Children don’t have sexual feelings do they?
It’s all very well to talk about adults having sexual feelings, but children don’t have sexual feelings do they?
Yes, but childrens feelings are more sensual then sexual. Child and adult sexuality are different in fundamental ways. Talking about children’s sexuality can make us feel uneasy because we may assume that sexuality means the same for children as it does for adults. Children’s sexual behaviour does not have the same meaning and does not occur with the same thoughts and feelings as similar adult behaviour.
Two five-year-old boys are being chauffeured to a party. One says to the other: “I had a dream I was sexing with a girl.” Giggles and snorts cocoon them until the other thinks of a comeback that goes one better. “Well …I had a dream I was sexing with Robert.”
Big ears at the wheel is riveted. Has my son just come out? … These boys in short pants all have their baby teeth, yet already they are talking about losing their virginity.
But then I remember getting engaged to Roderick Davis in kindergarten and scenes behind the shelter shed and soon I’m more relaxed about the fact that sexuality is more exotic these days…
Some of these thoughts may go through your mind as you try to understand incidents involving your child’s sexuality. Young children talking about sex can make us uncomfortable. Children are perceived as innocent, while sex is not. However the images and information about sex that young children are now exposed to means they use language and know more of the facts of sex than children even a decade ago. But children’s language and sexual behaviour does not have the same meaning as it does for adults.
Differences between child and adult sexuality
Mary felt very uncomfortable when her five-year-old son Matt pressed his groin into her thigh as she lay on the couch. When he leaned over and began to play with her breast she thought he had gone beyond curiosity. She felt very confused.
Like Mary, you may have concerns about whether your child’s sexual behaviour is normal. In many cases this concern is unfounded and is due to misunderstanding how child sexuality differs from adult sexuality. Parents sometimes attribute adult meanings to children’s behaviour. You may see similarities between the sexual behaviour of children and adults, and mistakenly think they have the same motives. For instance when your five-year-old hugs, kisses and sensually touches you, it may seem that there is an erotic component to their behaviour. However it is much more likely that it is just a demonstration of affection for you.

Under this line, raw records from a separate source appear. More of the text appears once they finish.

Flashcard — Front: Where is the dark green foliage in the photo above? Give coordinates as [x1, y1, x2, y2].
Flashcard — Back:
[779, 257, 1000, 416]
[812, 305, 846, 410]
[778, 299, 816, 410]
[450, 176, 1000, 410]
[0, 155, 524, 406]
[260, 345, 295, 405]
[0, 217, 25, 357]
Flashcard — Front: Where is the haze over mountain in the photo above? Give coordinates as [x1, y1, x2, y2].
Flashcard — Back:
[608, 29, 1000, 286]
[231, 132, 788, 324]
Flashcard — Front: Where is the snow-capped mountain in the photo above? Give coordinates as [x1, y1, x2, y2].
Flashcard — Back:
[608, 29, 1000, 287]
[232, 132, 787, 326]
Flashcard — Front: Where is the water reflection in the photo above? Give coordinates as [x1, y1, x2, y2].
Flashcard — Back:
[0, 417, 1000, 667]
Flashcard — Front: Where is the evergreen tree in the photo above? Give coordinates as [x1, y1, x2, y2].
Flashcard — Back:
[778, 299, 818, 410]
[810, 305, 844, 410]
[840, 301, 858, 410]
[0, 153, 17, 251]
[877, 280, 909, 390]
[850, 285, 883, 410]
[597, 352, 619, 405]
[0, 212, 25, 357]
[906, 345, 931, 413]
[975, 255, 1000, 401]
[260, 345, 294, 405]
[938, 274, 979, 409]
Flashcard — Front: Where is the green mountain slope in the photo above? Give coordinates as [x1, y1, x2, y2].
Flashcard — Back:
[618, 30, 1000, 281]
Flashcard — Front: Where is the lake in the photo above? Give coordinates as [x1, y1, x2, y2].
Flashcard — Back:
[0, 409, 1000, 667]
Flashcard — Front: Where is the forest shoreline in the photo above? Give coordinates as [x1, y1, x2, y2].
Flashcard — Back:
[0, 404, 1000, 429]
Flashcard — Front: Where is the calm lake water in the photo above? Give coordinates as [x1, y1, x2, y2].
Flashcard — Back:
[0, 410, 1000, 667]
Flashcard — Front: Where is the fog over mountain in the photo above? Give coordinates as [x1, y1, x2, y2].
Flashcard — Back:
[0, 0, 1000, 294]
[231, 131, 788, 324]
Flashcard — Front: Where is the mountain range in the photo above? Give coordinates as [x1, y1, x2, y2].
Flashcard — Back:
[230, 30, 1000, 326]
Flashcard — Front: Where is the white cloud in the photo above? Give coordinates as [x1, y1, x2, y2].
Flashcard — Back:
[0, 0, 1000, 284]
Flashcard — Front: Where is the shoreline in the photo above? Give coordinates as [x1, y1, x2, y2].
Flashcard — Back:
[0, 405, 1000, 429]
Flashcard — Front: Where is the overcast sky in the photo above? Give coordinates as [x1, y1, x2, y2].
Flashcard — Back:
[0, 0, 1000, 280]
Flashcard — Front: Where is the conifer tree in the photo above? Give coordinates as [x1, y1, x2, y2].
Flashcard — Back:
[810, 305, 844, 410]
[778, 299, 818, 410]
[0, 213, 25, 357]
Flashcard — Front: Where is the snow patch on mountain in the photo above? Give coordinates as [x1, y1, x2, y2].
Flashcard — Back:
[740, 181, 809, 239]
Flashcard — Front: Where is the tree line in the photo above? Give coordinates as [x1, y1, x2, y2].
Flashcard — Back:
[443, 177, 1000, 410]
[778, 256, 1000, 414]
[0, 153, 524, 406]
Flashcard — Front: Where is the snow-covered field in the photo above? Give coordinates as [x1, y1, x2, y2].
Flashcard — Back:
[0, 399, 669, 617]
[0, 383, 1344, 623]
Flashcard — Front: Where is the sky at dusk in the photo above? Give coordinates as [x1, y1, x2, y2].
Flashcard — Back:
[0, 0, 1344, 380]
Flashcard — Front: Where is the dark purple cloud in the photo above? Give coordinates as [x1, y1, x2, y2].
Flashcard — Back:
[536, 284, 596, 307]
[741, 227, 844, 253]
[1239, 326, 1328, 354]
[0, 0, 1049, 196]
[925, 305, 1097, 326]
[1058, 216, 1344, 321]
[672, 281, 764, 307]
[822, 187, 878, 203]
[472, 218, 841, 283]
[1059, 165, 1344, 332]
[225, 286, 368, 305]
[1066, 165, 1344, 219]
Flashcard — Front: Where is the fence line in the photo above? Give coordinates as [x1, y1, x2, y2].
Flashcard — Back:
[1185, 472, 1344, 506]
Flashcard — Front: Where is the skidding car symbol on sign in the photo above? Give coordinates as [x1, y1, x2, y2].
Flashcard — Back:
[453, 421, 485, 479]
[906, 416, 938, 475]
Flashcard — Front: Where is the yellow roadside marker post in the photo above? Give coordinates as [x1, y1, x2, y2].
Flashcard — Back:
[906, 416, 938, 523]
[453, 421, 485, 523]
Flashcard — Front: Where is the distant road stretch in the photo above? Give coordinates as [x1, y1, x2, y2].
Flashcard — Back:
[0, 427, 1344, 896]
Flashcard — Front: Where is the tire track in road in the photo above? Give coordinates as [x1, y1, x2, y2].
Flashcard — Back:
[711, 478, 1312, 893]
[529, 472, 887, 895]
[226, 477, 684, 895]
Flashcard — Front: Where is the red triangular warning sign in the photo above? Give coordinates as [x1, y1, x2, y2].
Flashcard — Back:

Children’s play involving sex or sexual roles is universal. Incidents such as a four-year-old boy lying on top of his fully clothed mother and saying “I want to make love to you” is likely to be mimicking something they have seen on TV. Your three-year-old touching your genitals is most likely to be harmless curiosity on their part. They may also be testing boundaries, to see where you set limits. Their language and behaviour may appear adult-like but it lacks the passionate, erotic component of adult sexuality.
When adults talk about ‘having sex’ they are usually referring to sexual intercourse. And when adults talk about ‘sex’ the word can include a range of sexual activity including kissing, caressing, fondling, oral or genital sex. President Clinton’s impeachment proceedings highlighted the debate over the definition of sex, but for adults the word sex is associated with sexual feelings, arousal and excitement. Young children don’t have the same knowledge or experience. Even if they have seen sex on TV or other media their ideas are limited to thinking ‘sex’ is kissing or rubbing around together. They don’t understand the concept of feeling sexy or ‘turned on’.